Bertha also loved family history and her mind was as sharp as a tack even at 89 years old. She shared all kinds of stories and bits of information about the Stuart family. She and Grandfather were first cousins. Bertha and I were first cousins, twice removed.
Here is the family farmhouse where Bertha lived. Her father Harry passed away in 1907, when only he was not quite 53 years old, leaving widow Nancy and seven children.

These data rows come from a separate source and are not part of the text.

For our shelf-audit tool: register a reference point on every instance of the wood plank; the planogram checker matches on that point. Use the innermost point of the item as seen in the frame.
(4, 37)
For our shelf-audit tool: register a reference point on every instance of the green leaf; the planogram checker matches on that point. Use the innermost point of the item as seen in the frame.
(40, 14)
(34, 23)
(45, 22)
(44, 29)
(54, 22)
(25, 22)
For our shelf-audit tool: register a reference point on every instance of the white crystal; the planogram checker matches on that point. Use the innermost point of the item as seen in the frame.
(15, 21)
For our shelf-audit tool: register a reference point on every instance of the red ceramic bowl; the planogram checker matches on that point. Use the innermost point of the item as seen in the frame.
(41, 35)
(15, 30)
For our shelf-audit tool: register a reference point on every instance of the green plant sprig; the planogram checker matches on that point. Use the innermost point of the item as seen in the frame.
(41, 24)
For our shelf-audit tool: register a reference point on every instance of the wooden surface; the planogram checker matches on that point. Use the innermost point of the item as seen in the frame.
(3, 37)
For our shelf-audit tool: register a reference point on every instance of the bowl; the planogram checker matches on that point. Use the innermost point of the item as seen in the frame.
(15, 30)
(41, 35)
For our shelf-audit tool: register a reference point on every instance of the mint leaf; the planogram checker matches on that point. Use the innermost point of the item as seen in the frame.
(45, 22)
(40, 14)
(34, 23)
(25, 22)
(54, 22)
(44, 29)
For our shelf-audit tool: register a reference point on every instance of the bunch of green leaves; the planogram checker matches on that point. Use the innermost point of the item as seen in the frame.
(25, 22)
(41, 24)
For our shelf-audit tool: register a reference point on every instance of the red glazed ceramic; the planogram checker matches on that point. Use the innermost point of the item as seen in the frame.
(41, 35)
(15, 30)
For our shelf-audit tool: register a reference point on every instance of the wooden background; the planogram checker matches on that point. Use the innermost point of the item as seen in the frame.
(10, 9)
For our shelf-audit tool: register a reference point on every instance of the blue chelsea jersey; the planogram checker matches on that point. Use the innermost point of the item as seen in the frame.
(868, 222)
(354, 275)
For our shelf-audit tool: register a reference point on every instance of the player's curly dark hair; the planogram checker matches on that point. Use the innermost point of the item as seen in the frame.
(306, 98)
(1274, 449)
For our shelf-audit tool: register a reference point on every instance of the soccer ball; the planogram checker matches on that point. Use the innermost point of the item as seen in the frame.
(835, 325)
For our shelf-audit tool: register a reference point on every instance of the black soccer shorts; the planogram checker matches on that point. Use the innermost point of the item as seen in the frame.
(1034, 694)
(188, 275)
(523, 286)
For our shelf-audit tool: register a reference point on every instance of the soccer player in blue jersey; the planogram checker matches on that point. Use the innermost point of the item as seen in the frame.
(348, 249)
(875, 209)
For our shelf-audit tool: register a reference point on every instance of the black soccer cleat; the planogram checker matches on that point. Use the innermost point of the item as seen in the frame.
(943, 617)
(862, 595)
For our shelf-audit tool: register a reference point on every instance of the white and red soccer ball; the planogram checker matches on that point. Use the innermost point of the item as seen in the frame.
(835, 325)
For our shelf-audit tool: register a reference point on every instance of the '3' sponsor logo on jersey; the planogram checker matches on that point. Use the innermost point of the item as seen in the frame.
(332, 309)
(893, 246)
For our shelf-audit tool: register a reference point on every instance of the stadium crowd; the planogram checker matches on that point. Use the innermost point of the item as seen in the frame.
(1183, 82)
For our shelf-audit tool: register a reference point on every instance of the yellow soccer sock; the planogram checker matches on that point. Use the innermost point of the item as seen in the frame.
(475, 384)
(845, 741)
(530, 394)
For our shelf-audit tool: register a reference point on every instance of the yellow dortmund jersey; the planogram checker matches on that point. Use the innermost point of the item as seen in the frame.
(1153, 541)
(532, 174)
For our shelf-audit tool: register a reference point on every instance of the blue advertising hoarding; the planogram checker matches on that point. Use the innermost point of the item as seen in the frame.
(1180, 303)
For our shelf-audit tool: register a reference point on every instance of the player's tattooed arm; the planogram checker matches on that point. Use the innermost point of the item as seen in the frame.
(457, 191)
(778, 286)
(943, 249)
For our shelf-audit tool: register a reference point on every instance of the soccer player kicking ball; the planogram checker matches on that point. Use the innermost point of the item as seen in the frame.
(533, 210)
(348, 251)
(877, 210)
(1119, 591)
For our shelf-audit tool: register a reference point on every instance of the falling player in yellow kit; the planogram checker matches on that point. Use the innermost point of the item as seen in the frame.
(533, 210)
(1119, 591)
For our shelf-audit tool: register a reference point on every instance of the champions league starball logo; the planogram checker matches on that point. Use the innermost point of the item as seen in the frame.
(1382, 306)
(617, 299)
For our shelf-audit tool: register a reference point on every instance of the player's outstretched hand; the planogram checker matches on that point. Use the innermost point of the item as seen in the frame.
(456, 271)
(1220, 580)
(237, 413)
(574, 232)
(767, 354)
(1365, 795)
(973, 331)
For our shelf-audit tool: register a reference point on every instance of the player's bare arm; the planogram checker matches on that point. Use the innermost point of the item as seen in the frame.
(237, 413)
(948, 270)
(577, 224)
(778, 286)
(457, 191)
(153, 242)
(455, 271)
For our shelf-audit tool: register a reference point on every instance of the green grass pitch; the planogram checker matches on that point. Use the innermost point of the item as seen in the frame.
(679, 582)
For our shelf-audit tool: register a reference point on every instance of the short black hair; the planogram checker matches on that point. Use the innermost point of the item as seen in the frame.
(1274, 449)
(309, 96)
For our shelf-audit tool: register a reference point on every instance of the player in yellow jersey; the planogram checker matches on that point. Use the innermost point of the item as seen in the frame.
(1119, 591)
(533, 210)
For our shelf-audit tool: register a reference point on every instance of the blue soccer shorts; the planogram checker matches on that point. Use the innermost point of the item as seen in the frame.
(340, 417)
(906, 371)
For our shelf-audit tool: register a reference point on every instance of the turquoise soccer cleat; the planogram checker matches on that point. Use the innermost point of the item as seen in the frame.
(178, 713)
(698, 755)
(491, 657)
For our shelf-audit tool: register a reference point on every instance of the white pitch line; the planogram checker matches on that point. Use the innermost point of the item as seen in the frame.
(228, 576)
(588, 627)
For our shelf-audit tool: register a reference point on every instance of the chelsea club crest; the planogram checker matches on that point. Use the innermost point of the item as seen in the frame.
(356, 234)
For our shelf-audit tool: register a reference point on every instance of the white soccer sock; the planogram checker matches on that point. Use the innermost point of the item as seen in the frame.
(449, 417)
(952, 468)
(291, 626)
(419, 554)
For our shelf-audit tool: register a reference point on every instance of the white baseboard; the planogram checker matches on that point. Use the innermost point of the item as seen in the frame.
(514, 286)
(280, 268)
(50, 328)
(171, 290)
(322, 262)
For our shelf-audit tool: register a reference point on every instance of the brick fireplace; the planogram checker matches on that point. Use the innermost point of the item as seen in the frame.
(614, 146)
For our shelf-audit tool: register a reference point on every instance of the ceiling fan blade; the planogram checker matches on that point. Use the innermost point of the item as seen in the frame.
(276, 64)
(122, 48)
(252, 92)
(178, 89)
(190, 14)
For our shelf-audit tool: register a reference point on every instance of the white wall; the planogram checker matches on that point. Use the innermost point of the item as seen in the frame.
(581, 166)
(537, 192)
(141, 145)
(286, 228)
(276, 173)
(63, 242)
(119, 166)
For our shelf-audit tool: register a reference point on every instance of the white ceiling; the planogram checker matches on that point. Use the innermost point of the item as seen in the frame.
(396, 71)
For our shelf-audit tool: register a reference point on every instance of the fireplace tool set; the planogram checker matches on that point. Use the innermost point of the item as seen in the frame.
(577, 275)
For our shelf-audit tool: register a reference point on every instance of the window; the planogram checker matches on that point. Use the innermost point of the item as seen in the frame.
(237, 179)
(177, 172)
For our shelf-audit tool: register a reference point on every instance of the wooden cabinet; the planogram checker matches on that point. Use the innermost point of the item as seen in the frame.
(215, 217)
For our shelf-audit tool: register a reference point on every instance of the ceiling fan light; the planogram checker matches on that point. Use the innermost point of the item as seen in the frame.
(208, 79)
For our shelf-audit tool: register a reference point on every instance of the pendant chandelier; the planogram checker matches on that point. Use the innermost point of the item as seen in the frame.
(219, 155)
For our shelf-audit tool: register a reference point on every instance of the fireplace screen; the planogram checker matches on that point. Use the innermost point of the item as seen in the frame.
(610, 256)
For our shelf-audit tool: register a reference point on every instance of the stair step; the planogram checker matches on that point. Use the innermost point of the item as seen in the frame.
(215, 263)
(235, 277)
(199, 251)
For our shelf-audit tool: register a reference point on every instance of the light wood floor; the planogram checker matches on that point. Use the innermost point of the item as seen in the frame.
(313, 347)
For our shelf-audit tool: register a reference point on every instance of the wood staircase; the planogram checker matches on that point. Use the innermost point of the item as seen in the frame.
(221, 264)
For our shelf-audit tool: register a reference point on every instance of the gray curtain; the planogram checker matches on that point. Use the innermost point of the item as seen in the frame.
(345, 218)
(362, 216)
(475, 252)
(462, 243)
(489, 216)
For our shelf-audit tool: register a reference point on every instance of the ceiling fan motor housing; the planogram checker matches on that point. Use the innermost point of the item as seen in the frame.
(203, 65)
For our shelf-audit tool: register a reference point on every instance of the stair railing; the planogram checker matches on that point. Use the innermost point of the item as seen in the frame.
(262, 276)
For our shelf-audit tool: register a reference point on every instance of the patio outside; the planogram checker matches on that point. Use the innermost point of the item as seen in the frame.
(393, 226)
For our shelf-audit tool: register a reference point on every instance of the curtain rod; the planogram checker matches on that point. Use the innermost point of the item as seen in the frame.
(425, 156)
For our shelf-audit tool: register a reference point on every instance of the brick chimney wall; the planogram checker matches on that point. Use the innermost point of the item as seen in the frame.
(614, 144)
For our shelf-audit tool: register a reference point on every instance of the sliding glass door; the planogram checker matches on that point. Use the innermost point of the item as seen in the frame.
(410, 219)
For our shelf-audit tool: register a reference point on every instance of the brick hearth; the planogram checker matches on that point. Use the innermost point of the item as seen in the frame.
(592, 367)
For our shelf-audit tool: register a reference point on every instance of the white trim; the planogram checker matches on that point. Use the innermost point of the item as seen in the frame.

There was one story that Bertha didn’t share. Maybe she was too modest or perhaps she didn’t think it was important. I only recently learned more about Ella because Susan, one of her grandchildren, found my blog post about the Stuart family. Susan told me that not only was Bertha the valedictorian of her class at Calais Academy (Class of 1910), Susan had a copy of the speech that Bertha gave to the graduating class and audience.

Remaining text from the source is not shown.